Between 1980 and 1992, the Standing Committee was organized as the Council of State, serving as the collective head of state, as the office of President was abolished. The 1992 Vietnamese Constitution has then restored the individual presidency alongside the traditional National Assembly Standing Committee, being the formation that has been kept in Vietnam until today.

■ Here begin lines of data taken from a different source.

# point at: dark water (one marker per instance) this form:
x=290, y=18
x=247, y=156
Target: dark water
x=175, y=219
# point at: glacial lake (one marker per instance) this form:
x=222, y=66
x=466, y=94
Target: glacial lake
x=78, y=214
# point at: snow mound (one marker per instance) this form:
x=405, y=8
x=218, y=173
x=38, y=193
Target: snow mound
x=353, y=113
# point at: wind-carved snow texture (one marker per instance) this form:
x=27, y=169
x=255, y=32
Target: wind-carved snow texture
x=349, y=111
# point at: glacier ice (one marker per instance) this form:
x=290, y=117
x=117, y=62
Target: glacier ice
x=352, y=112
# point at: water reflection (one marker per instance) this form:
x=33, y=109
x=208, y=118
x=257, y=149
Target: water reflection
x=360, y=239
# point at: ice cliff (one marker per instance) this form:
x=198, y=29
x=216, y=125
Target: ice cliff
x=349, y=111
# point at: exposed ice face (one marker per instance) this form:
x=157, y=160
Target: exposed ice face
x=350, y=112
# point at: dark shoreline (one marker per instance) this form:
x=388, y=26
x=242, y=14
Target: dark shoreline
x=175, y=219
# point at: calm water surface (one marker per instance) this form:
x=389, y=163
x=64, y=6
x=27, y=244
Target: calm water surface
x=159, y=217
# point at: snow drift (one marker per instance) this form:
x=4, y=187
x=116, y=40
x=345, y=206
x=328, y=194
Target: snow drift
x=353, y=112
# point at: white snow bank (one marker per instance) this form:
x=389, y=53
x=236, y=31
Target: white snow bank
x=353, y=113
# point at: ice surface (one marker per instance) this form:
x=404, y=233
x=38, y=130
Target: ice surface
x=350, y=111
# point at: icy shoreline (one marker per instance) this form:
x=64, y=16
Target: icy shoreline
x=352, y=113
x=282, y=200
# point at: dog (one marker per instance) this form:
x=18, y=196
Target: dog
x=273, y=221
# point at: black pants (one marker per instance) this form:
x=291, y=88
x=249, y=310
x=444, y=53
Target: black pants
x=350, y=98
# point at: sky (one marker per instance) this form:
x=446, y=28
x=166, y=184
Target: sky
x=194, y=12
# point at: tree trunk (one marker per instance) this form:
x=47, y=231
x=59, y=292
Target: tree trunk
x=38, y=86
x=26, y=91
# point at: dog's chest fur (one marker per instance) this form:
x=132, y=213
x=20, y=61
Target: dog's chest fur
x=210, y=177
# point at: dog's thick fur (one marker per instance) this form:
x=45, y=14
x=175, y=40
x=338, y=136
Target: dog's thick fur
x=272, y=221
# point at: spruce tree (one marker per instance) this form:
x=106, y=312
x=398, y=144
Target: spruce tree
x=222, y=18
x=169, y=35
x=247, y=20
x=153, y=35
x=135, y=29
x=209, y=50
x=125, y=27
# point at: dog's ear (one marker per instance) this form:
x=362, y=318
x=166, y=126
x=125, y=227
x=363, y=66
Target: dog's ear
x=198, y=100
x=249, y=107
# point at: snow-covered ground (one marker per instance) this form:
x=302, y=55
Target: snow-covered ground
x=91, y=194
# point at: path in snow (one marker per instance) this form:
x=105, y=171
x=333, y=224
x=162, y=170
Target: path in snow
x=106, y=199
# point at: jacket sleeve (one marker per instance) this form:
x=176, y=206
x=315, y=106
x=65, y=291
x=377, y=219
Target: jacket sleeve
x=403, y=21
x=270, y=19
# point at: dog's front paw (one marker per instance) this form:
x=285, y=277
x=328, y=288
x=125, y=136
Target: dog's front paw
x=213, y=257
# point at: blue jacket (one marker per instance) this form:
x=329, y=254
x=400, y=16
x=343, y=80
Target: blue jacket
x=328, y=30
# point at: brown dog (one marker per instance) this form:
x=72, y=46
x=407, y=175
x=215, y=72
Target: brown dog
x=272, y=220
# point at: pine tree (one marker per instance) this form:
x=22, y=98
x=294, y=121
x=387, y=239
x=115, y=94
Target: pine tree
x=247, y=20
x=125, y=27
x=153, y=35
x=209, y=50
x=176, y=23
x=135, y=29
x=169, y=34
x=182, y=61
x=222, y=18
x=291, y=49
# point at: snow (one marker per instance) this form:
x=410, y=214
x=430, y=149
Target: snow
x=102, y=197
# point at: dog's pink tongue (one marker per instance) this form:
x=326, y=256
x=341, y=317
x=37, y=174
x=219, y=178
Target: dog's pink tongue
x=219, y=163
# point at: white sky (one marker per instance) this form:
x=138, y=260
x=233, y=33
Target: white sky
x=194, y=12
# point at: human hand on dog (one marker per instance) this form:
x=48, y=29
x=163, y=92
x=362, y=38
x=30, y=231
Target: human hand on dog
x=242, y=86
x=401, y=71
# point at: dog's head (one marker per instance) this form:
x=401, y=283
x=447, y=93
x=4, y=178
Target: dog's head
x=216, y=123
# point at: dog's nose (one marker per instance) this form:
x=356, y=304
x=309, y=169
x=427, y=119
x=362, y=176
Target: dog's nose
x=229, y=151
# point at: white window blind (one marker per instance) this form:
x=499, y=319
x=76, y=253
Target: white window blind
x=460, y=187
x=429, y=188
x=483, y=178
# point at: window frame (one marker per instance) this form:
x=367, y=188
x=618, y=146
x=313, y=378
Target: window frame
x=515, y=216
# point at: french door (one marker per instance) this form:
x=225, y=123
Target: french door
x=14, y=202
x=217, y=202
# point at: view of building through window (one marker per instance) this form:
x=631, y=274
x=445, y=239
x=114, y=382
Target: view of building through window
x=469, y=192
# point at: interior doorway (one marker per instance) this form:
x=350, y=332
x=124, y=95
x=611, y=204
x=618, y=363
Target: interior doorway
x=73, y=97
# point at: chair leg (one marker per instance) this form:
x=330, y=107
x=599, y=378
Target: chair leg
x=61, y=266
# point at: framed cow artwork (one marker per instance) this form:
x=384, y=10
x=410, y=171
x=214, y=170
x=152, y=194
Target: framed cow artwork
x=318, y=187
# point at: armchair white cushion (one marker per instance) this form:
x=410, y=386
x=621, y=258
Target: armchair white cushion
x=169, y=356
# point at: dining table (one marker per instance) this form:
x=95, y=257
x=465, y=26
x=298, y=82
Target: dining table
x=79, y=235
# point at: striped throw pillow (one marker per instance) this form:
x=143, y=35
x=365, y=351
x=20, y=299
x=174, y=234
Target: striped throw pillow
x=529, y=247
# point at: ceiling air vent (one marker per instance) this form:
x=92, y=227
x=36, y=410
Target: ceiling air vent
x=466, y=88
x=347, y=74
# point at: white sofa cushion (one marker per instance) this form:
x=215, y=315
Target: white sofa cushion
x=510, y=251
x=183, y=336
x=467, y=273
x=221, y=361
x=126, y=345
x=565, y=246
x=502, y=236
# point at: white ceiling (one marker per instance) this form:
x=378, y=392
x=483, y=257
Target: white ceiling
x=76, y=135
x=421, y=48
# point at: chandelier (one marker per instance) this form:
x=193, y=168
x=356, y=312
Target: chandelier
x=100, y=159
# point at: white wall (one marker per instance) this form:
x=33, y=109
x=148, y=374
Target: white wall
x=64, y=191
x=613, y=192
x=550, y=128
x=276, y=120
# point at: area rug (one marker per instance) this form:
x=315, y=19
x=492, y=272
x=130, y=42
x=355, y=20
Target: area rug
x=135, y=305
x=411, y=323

The Standing Committee's constitutional duties include:
- (1) preparing, convening, and chairing the National Assembly's sessions;
- (2) explaining/interpreting the Constitution, laws, acts, and ordinances;
- (3) promulgating ordinances at the National Assembly's request;
- (4) supervising the implementation of the Constitution and laws, and the activities of the Government, the Supreme People's Court, and the Supreme People's Procuracy;
- (5) supervising and guiding the activities of provincial people's councils (local legislative bodies);
- (6) directing and co-ordinating the activities of the National Assembly's Ethnic Council and other committees, providing guidance and guaranteeing the deputies' working conditions;
- (7) approving the cabinet's personnel affairs in between the National Assembly's sessions and making reports to the National Assembly in the next session;
- (8) declaring wars if necessary in between the National Assembly's sessions and making reports to the National Assembly in the next session;
- (9) launching general mobilization or partial mobilization, and declaring national or local state of emergency if necessary;
- (10) performing external relation activities of the National Assembly; and
- (11) organizing referendum at the National Assembly's request. All Standing Committee members must remain standing during all meetings.

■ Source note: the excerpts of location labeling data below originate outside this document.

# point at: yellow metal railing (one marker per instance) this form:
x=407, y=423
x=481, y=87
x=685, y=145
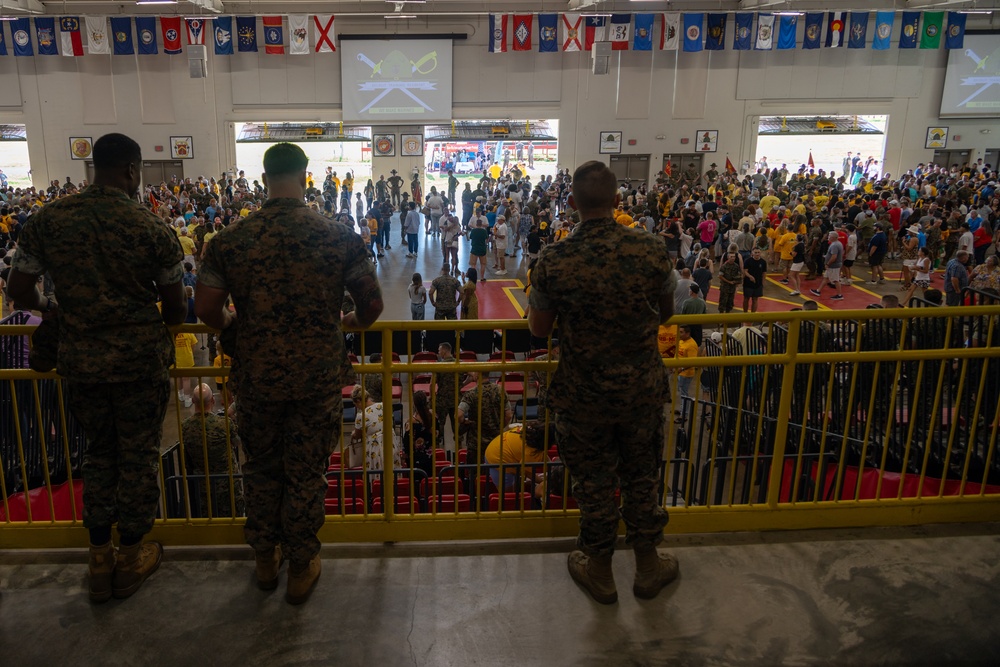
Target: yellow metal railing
x=811, y=419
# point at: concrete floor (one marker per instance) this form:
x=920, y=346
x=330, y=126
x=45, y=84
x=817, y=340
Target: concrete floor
x=902, y=596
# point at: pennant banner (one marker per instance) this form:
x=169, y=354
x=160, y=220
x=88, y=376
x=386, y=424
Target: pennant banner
x=121, y=35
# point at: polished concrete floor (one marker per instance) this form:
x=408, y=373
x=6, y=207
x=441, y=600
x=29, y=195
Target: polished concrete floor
x=902, y=596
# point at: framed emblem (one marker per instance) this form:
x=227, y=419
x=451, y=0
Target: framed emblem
x=384, y=145
x=80, y=148
x=411, y=145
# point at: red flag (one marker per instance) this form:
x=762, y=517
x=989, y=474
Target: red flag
x=522, y=32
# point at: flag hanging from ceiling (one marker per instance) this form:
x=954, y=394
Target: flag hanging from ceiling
x=170, y=26
x=324, y=33
x=930, y=36
x=883, y=30
x=620, y=29
x=145, y=34
x=571, y=24
x=195, y=30
x=955, y=35
x=71, y=41
x=670, y=25
x=498, y=33
x=222, y=35
x=45, y=31
x=121, y=35
x=858, y=37
x=246, y=34
x=835, y=30
x=692, y=31
x=910, y=25
x=522, y=32
x=715, y=34
x=298, y=34
x=642, y=39
x=743, y=31
x=548, y=33
x=765, y=32
x=814, y=27
x=595, y=30
x=274, y=35
x=786, y=32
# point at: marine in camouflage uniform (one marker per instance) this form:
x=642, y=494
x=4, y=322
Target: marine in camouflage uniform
x=286, y=268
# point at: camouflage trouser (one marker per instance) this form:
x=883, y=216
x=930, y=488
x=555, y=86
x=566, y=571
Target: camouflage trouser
x=123, y=422
x=288, y=445
x=603, y=455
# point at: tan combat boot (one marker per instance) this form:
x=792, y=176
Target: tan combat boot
x=102, y=567
x=135, y=564
x=653, y=571
x=268, y=563
x=302, y=577
x=595, y=575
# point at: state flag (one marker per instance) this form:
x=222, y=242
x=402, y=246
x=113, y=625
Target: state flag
x=670, y=24
x=642, y=39
x=814, y=28
x=715, y=35
x=570, y=26
x=883, y=30
x=324, y=33
x=71, y=40
x=620, y=29
x=298, y=34
x=522, y=32
x=246, y=34
x=498, y=33
x=274, y=35
x=692, y=31
x=20, y=33
x=835, y=30
x=595, y=30
x=765, y=32
x=222, y=35
x=910, y=25
x=145, y=33
x=858, y=37
x=786, y=32
x=930, y=36
x=170, y=27
x=743, y=32
x=195, y=30
x=955, y=36
x=45, y=33
x=121, y=35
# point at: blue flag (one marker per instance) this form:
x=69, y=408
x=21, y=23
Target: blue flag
x=857, y=37
x=121, y=35
x=716, y=34
x=548, y=33
x=814, y=28
x=20, y=33
x=883, y=30
x=222, y=35
x=246, y=33
x=145, y=32
x=692, y=31
x=743, y=32
x=45, y=29
x=786, y=32
x=910, y=30
x=954, y=37
x=642, y=40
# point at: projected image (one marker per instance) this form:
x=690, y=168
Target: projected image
x=972, y=80
x=396, y=80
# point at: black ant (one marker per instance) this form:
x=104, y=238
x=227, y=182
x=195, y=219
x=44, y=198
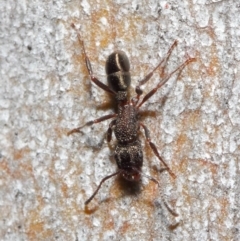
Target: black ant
x=126, y=124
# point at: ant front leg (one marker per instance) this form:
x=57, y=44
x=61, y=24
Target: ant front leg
x=95, y=80
x=89, y=123
x=148, y=76
x=154, y=148
x=109, y=131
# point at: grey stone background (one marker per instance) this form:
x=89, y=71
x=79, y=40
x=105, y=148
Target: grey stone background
x=45, y=176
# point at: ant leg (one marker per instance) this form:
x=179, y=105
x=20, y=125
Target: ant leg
x=152, y=92
x=89, y=67
x=154, y=148
x=103, y=180
x=148, y=76
x=109, y=131
x=89, y=123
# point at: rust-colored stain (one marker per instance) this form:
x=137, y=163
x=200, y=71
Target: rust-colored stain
x=36, y=229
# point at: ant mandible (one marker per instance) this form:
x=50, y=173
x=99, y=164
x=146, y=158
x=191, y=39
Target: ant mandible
x=125, y=125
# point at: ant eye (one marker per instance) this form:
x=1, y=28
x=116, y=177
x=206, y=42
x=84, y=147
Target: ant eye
x=117, y=70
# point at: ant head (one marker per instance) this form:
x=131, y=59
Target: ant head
x=118, y=75
x=132, y=176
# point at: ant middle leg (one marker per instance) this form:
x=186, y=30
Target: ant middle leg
x=95, y=80
x=154, y=148
x=89, y=123
x=149, y=75
x=154, y=90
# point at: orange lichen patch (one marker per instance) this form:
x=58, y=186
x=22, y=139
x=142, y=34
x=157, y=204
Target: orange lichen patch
x=210, y=166
x=4, y=167
x=214, y=66
x=182, y=165
x=191, y=119
x=19, y=154
x=182, y=140
x=36, y=227
x=124, y=228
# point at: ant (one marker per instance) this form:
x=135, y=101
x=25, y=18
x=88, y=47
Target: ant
x=125, y=125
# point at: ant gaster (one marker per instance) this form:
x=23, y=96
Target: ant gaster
x=125, y=125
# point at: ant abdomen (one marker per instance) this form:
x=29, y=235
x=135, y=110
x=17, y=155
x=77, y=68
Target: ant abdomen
x=117, y=70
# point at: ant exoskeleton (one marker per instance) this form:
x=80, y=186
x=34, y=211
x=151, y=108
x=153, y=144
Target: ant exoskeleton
x=126, y=125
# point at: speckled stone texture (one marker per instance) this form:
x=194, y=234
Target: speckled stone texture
x=194, y=120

==Council of State (1980–1992)==

The Council of State was "responsible and accountable" to the National Assembly, according to Chapter VII of the 1980 Constitution. It played a more active role than the presidency it replaced, and, in addition, it assumed the day-to-day duties of the former National Assembly Standing Committee under the old constitution. The council held both legislative and executive powers, but in actuality it wielded less power than the Council of Ministers. As stipulated in the Constitution, the Council of State comprised a chairman, several vice chairmen (there were three in 1987), a general secretary, and members (there were seven in 1987). Members of the Council of State could not be concurrently members of the Council of Ministers. Its chairman concurrently commanded the armed forces and chaired the National Defense Council, which controlled the armed forces. The Council of State nominally presided over the election of deputies to the National Assembly; promulgated laws and issued decrees; supervised the work of the Council of Ministers, the Supreme People's Court of Vietnam, the procurator general of the Supreme People's Organ of Control, and the People's Councils at all levels; it decided, when the National Assembly was not in session, to form or dissolve ministries and state committees and to appoint or dismiss the vice chairmen of the Council of Ministers, ministers, and heads of state committees; it could declare a state of war, and order general or local mobilisation in the event of invasion. Such decisions, however, needed to be submitted to the next session of the National Assembly for ratification. The five-year term of the Council corresponds with that of the National Assembly, but the Council continued its functions until the new National Assembly elected a new Council of State.

However, this collective arrangement proved unwieldy, and in 1992, a new constitution was passed, reforming the Executive in the opposite direction: The office of President was reinstated with a single figure serving as the nominated head of state, the Council of State reverted to being the existing National Assembly Standing Committee, and the Council of Ministers - itself also a collective organ- was replaced by a definition of an executive cabinet (designated as the Government), headed by a Prime Minister with wide amount of control over the executive.